Contesta, por favor. ¿Dónde estás? He ido a tu casa, te he llamado por teléfono, te he dejado mensajes. ¿Te ocurre algo? Necesito contarte lo que ha pasado. He conocido a la señora, no sé si es la dueña del bar, pero lo lleva ella. Doña Mercedes, así la llaman. Es de un pueblo cerca de Buenos Aires, aunque ha vivido gran parte de su vida en España. Pero, ¿dónde te has metido? Por qué no puedo contártelo cara a cara. Sigo teniendo sueños; desde hace algunos días, desde que empezó todo esto, me siento fuera de mí, muy vulnerable, demasiado. Siempre pensé que para estar en contacto con el latido cambiante de la vida, para conocerse una mejor en todas sus potencialidades, había que permanecer en cierta medida vulnerable. Pero ahora lo soy en exceso, no puedo defenderme, poner en orden mis ideas, se suceden demasiado deprisa. Doña Mercedes, mira qué casualidad, también hizo gimnasia cuando era joven. Han colgado en el bar una de las fotos que se llevaron de casa. No es cierto que en la vivienda del bar sólo haya objetos personales masculinos. Debiste mirar mal. Doña Mercedes vive allí. Me invitó a cenar, y a Jadiya también. Fue muy amable conmigo. Me ha invitado a su casa de campo, a montar a caballo; tiene gran afición por los caballos, aunque a su edad ya no monta.

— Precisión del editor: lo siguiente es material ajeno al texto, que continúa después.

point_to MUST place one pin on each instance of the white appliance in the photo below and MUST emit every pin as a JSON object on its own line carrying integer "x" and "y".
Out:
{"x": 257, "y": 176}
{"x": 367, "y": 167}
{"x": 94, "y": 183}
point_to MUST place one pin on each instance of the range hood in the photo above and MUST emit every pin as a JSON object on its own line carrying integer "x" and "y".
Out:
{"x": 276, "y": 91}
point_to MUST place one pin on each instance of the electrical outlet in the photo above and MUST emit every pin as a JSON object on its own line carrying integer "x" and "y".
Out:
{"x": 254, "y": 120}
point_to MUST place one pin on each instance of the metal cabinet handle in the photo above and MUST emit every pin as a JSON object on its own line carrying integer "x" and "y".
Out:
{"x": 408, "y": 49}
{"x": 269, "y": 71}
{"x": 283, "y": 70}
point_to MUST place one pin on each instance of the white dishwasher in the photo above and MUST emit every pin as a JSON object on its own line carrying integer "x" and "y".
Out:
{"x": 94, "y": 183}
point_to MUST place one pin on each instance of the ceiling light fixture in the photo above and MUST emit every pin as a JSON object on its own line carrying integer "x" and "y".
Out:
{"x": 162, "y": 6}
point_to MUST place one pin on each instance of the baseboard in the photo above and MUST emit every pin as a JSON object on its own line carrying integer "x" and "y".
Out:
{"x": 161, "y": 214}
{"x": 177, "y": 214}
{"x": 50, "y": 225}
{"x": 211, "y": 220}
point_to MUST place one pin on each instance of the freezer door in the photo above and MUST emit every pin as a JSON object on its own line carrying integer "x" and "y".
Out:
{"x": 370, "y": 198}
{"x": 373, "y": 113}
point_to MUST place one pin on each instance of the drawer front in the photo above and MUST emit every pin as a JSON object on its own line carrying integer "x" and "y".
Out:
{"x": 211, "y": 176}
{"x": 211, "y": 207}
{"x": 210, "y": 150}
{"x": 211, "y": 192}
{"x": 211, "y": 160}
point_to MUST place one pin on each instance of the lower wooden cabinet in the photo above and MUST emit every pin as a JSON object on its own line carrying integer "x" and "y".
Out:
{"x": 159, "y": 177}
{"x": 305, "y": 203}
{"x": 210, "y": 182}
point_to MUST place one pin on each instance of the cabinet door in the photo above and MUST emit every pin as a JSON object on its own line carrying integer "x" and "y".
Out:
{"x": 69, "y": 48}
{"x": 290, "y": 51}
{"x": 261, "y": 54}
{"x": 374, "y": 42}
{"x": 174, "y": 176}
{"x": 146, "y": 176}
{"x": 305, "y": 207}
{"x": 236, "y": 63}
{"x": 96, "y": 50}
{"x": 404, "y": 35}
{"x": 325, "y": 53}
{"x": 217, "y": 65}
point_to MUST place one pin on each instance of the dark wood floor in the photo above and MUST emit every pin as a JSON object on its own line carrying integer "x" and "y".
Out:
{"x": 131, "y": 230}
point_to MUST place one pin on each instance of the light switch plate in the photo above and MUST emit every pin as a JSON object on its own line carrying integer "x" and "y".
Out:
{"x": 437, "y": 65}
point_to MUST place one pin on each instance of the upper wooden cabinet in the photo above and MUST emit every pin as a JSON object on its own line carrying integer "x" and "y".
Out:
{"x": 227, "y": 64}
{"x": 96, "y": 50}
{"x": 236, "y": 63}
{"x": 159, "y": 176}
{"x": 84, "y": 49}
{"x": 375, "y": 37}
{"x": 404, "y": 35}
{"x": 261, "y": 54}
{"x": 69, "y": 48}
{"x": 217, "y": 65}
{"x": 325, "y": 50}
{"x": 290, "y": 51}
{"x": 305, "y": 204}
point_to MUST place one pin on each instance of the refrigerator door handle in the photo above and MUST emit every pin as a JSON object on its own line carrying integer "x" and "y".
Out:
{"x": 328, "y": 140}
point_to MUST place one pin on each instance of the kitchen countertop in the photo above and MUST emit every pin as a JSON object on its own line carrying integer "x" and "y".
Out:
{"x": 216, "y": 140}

Oigo el timbre. Me levanto, me pongo la bata corta color malva y salgo del dormitorio. Adormilada y despeinada atravieso el salón desordenado; las copas y la botella de cava vacía sobre la mesa se dejan notar en mi estómago. Me dirijo a la puerta y abro: sobre el felpudo un paraguas con hojas de árbol estampadas. Lo cojo y lo miro extrañada, miro luego hacia la escalera y cierro la puerta. Ya dentro lo examino superficialmente y miro pensativa al balcón, que ya inunda la luz de una mañana clara. Luego lo pongo en el paragüero. Me dirijo de nuevo al dormitorio, atravieso y cierro la puerta, me quito la bata y entro desnuda en la cama, y me abrazo al cuerpo también desnudo y cálido de mi nueva amiga.